Jove, $5.99, ISBN 0-515-13062-1
Historical Romance, 2001
Mirabella Whittingham wants to seek out the murderer of her best friend. She knows he has a scar at the back of his neck. So our heroine decides to kiss every man she can meet at parties to seek out the villain. Now, with this brainwave of a plot, either Mirabella is on a good start towards the road to bimbohood or she is a genius. But since Never a Bride, the author formerly known as Gloria Dale Skinner’s debut Regency historical romance, follows the formula down to a tee, Mirabella has no choice but to be quite an idiot. Put in the fact that she has an ignorant, sickly daddy stuck in the country somewhere, she feels guilty, guilty, guilty, guilty all the time she kisses someone and never lets up a chance to tell me about it. If she’s not feeling guilty, she’s feeling twinges of it because she is using her absent-minded uncle for her “selfish” deception, she is feeling twinges of conscience because she tells a lie… oh, enough already, lady! If she feels so bad, she can just pack up, go home, and get a drinking habit.

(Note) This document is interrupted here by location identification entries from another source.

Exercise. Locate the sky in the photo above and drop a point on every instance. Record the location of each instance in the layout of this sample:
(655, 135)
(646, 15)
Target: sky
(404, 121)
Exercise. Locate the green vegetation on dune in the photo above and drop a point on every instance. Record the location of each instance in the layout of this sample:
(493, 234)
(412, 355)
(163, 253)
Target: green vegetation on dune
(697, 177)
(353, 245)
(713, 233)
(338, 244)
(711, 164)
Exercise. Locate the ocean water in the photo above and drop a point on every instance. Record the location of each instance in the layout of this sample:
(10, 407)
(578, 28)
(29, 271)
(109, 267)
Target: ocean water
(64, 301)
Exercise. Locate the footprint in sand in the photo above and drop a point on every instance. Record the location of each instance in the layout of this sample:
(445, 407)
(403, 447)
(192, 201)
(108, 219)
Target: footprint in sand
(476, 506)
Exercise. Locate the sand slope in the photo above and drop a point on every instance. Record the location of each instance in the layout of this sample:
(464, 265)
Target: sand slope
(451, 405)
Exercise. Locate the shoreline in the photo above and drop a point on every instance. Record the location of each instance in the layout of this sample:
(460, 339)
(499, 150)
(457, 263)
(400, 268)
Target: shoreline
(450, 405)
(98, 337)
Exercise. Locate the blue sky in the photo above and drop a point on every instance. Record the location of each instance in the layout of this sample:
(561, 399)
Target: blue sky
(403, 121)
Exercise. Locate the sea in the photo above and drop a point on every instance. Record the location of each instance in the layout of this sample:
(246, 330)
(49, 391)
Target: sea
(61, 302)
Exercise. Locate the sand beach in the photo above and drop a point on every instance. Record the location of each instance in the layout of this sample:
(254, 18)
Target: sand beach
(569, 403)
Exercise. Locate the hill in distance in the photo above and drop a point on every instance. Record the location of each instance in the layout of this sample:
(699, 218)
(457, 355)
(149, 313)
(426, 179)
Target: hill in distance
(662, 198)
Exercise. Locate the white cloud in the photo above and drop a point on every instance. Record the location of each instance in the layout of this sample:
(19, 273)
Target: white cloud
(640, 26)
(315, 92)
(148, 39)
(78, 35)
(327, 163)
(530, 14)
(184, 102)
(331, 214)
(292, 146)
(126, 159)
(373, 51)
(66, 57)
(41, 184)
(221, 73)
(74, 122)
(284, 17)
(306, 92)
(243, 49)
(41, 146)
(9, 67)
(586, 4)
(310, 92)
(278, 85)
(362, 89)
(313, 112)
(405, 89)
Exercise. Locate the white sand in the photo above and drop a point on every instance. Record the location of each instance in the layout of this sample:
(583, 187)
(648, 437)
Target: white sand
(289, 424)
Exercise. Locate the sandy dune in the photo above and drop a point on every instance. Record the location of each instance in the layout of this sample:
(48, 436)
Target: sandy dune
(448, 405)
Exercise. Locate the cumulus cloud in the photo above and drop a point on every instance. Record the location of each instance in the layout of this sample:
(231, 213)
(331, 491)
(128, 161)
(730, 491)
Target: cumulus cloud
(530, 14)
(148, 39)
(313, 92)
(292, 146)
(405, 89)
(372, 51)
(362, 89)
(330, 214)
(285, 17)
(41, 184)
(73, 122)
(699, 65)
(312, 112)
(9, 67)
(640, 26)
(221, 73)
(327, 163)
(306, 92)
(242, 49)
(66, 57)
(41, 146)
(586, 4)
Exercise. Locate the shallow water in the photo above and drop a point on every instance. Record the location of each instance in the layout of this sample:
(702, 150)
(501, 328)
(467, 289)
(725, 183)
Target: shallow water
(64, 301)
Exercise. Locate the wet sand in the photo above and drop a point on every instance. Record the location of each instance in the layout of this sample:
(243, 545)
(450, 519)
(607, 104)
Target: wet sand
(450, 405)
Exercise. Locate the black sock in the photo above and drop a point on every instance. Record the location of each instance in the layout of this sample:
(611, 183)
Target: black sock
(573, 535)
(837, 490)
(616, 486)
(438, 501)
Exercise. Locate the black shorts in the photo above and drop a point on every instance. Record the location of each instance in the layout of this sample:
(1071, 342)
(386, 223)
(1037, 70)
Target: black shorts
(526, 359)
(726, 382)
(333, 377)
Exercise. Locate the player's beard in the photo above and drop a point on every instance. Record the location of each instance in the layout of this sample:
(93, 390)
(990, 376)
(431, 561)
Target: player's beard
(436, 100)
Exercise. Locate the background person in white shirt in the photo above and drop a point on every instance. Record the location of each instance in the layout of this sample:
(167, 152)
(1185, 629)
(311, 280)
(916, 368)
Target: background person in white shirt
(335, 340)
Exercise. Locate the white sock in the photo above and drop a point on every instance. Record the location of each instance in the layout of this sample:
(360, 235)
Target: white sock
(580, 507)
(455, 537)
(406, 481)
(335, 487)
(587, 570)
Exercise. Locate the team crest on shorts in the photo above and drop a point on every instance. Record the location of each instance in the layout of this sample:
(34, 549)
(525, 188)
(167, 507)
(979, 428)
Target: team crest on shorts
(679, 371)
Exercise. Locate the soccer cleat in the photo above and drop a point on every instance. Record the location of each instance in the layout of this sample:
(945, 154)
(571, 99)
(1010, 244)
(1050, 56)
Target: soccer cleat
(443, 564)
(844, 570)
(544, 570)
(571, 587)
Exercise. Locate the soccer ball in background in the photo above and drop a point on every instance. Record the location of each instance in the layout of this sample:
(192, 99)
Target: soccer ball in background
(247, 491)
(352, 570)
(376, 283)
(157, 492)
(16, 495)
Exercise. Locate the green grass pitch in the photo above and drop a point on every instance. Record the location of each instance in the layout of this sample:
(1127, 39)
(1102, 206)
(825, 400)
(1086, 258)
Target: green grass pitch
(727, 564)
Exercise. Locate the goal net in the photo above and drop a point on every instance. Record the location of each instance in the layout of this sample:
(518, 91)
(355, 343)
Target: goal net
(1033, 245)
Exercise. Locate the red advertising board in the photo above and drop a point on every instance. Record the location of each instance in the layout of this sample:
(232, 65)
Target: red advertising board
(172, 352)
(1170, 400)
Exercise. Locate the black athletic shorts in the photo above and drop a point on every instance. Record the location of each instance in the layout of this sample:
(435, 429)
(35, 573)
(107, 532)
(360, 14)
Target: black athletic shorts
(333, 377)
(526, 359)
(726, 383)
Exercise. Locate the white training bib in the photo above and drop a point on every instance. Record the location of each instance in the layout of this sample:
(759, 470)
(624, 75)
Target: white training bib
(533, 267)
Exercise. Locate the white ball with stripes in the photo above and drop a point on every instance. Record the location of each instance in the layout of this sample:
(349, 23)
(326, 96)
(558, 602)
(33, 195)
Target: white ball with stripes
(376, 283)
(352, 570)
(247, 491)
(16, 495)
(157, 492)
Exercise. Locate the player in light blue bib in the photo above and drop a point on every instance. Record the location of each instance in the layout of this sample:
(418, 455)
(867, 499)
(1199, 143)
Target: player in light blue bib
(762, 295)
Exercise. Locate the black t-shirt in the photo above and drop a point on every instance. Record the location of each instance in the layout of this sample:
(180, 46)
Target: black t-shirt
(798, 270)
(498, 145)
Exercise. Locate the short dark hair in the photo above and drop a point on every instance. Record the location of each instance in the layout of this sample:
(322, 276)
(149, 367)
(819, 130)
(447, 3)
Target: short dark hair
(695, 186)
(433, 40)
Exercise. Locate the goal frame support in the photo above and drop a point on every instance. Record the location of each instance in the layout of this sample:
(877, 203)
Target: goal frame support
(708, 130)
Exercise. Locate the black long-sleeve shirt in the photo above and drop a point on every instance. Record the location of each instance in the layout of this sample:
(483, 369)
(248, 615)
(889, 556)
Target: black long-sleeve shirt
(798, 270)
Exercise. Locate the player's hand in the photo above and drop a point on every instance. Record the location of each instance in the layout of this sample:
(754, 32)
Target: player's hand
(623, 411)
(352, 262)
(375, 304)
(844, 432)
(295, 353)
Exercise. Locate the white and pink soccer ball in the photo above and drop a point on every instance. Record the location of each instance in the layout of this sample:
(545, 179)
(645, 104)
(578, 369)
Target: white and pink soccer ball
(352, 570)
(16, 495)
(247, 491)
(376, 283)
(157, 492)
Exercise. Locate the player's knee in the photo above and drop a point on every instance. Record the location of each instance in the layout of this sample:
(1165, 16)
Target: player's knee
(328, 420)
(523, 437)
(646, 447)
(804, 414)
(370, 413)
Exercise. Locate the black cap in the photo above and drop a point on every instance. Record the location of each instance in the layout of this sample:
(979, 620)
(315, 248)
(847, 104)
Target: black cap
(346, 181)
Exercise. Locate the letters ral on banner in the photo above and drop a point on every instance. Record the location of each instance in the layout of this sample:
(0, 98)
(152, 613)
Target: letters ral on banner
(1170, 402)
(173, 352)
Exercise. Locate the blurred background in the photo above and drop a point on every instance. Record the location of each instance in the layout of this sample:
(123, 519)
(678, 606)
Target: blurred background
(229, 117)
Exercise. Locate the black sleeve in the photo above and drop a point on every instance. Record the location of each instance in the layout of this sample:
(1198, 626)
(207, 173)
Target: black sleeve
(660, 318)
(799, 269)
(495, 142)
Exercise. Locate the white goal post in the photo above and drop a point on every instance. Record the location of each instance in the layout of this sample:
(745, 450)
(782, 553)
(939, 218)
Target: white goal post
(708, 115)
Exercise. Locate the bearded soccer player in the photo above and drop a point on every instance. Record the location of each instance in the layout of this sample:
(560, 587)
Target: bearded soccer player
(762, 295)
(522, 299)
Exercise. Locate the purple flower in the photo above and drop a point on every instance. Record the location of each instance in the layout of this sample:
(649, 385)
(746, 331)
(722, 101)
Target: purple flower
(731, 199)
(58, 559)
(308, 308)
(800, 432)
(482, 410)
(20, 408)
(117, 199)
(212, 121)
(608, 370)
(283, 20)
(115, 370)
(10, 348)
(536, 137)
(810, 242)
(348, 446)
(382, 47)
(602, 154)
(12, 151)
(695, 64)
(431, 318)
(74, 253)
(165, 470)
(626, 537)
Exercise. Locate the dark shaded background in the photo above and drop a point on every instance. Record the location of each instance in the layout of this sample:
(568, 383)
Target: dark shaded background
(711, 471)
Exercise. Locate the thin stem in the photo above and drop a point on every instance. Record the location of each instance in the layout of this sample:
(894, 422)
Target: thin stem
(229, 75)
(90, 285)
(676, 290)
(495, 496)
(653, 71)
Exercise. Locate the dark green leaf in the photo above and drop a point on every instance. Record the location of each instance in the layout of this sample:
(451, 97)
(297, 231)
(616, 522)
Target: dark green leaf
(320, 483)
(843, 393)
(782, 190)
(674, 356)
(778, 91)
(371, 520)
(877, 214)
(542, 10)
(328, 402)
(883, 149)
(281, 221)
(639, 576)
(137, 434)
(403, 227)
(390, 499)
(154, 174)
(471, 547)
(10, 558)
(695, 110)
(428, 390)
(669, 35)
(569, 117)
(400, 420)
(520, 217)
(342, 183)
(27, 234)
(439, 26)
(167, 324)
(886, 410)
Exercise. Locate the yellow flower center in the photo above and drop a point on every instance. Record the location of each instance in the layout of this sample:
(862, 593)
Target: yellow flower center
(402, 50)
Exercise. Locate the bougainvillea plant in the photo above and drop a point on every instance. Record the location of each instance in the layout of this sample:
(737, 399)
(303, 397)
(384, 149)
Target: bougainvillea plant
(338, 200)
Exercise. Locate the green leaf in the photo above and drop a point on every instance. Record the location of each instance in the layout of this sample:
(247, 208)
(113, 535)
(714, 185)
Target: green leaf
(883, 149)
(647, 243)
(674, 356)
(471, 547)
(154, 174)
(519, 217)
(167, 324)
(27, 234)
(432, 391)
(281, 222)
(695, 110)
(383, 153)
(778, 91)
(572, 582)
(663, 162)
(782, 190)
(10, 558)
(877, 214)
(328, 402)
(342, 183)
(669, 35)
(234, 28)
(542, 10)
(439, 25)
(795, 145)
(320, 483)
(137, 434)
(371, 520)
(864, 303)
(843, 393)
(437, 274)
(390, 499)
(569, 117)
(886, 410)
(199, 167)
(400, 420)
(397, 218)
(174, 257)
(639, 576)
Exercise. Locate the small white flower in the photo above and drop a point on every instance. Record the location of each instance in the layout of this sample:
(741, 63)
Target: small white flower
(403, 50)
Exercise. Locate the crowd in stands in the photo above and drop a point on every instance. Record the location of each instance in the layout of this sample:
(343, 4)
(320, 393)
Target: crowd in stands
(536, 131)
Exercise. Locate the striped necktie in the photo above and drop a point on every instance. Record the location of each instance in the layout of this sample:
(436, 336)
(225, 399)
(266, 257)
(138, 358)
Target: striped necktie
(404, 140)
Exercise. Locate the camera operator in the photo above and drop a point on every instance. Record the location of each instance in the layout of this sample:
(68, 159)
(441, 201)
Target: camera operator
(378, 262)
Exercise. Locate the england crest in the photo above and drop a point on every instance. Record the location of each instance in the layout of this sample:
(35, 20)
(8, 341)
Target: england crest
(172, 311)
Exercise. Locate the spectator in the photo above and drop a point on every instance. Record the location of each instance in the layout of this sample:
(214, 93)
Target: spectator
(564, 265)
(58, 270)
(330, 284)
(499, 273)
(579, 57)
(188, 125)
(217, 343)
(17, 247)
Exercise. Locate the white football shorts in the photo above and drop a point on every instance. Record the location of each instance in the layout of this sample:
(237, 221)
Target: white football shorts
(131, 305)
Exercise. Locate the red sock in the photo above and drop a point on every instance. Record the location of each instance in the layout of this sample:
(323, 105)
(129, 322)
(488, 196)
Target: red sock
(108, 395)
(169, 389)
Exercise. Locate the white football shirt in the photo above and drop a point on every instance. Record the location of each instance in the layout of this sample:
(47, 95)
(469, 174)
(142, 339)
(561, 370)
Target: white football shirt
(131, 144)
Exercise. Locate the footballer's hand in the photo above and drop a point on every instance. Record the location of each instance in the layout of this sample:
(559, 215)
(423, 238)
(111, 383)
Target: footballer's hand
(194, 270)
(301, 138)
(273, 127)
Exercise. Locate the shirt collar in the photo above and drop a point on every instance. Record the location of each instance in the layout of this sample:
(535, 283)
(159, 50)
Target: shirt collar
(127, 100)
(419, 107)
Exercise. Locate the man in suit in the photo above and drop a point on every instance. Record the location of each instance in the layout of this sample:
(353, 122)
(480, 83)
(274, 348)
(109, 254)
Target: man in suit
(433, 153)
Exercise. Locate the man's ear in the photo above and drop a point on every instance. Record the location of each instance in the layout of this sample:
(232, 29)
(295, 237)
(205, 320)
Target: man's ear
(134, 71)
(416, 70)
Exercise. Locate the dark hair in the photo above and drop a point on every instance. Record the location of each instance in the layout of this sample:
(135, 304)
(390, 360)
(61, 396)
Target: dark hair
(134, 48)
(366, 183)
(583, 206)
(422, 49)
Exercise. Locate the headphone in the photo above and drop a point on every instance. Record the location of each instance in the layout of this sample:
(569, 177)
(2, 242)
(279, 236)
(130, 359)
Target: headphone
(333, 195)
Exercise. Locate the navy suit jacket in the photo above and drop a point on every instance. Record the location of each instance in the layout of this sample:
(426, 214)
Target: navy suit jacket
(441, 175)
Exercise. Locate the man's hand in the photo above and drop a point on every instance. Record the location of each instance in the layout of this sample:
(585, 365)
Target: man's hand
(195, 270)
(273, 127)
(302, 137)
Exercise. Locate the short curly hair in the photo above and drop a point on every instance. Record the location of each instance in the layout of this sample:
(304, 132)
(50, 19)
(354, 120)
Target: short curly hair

Her hubby-to-be is gone for six years and counting. Camden has been hurt before, yawn yawn yawn, he doesn’t trust women anymore, yawn yawn yawn, and he’d rather play with his business investments in America than play hubby in England. He finally returns at the urging of his family to wed that chit. On his first night home, he kisses this chit… guess who she is. He doesn’t know, but he likes that kiss, and he is also grateful that his wife-to-be will never be as brazen that this harlot, whom he really likes and will seek out if he isn’t going to be married to this wife he isn’t looking forward to but is glad to because she is sure to be noble and proper (a woman who stupidly waits for him for six years has to be stupidly virtuous) but dang it, he so wants to bone that hot kissy chick… let’s just say Camden is one twisted hypocrite. He doesn’t like gossips in England – America is where he wants to be – but he isn’t above listening to them and measuring his wife according to society’s standards.
So Mirabella has to now prove that she is up to Camden’s standards (hero doesn’t have to prove himself worthy of heroine – it’s the penile fait accompli: have penis, pass go, collect $200) as well as to find the murderer of her best friend. By the way, the villain is a cardboard caricature, his identity fairly obvious to me the moment he is introduced into the story.
Plot is not Never a Bride‘s strength. Any woman who goes around puckering her lips not for fun but for vengeance needs more ginkgo biloba in her meals. Add in a dull, stereotypical hero with all the predictable shallow “All women are bitches!” baggage and this one is never going to be anything but a mediocre read.